Johns Hopkins University professor Marc Kamionkowski, an expert on early universe issues said in the report: “This is huge, as big as it gets. This is a signal from the very earliest universe, sending a telegram encoded in gravitational waves.”
Kovac and his team were working what is known as the “Background Imaging of Cosmic Extragalactic Polarization.”
Gravity waves, described by Arno Penzias and Robert Wilson at Bell Labs in the middle of the last century in their Nobel Prize-winning study, long have been a little understood factor in the universe.
Kovac and his team made observations through a series of radio telescopes at the South Pole. A breakthrough came in 2002 when it was noticed that microwave radiation is polarized.

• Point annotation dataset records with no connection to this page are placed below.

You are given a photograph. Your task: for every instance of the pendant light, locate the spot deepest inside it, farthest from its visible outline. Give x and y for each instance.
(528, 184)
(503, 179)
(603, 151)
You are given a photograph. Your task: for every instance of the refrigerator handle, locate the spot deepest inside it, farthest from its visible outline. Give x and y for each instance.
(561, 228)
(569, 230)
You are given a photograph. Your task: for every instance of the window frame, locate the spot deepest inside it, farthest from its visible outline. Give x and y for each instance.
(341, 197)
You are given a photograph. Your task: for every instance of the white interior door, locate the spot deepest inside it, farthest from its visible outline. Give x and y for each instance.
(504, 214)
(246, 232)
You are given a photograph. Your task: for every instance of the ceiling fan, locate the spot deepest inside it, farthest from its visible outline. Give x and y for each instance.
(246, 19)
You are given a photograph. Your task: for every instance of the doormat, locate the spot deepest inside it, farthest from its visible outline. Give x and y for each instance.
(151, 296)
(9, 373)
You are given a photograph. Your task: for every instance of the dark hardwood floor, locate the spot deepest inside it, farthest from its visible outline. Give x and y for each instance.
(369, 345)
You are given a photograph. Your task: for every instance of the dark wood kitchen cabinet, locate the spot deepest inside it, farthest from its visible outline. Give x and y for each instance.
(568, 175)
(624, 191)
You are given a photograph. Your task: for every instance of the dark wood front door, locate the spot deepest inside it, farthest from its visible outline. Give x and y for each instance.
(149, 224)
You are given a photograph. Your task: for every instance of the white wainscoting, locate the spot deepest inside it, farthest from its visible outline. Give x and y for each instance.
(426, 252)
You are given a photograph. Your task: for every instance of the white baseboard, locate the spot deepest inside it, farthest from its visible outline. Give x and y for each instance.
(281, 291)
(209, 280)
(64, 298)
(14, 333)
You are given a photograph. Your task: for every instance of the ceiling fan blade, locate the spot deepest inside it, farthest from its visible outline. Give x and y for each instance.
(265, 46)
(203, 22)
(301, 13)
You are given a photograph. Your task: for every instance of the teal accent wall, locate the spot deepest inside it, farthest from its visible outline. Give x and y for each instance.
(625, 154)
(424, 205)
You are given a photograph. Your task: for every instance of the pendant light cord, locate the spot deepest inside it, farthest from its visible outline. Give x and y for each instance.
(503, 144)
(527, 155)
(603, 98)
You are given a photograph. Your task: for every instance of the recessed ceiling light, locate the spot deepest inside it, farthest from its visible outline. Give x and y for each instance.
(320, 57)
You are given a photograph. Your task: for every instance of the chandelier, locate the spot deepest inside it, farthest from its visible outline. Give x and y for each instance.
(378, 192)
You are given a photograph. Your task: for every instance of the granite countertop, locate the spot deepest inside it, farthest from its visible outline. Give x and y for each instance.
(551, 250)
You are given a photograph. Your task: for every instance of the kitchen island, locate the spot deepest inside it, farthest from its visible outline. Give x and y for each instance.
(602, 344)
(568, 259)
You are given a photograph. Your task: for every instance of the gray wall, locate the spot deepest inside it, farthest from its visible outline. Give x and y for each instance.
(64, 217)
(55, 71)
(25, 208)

The New York Times called it “a step toward the ultimate goal of detecting the gravitational waves from inflation.”
“Such waves, squeezing space in one direction and stretching it in another as they go by, would twist the direction of polarization of the microwaves, theorists said. As a result, maps of the polarization in the sky should have little arrows going in spirals.”
The data suggests that “what would become our observable universe mushroomed in size at least a trillion trillionfold – from the submicroscopic speck of primordial energy to the size of a grapefruit – in less than a cosmic eye-blink.”
It’s apparently been growing ever since.
The existence of the waves had been predicted by Albert Einstein.
Reported the New York Times: “Confirming inflation would mean that the universe we see, extending 14 billion light-years in space with its hundreds of billions of galaxies, is only an infinitesimal patch in a larger cosmos whose extent, architecture and fate are unknowable. Moreover, beyond our own universe there might be an endless number of other universes bubbling into frothy eternity, like a pot of pasta water boiling over.”
At the Johns Hopkins website, Kamionkowski said, “It’s not every day that you wake up and learn something new about what happened one trillionth of a trillionths of a trillionths of a second after the Big Bang.”
He called the initial reports “cosmology’s missing link.”
Lawrence Krauss, a theoretical physicist at Arizona State University, told the Associated Press the announcement, if documented, “gives us a window on the universe at the very beginning.”
A Stanford University posting said the waves being detected are “a faint glow left over from the Big Bang.”
“Tiny fluctuations in this afterglow provide clues to conditions in the early universe. For example, small differences in temperature across the sky show where parts of the universe were denser, eventually condensing into galaxies and galactic clusters.”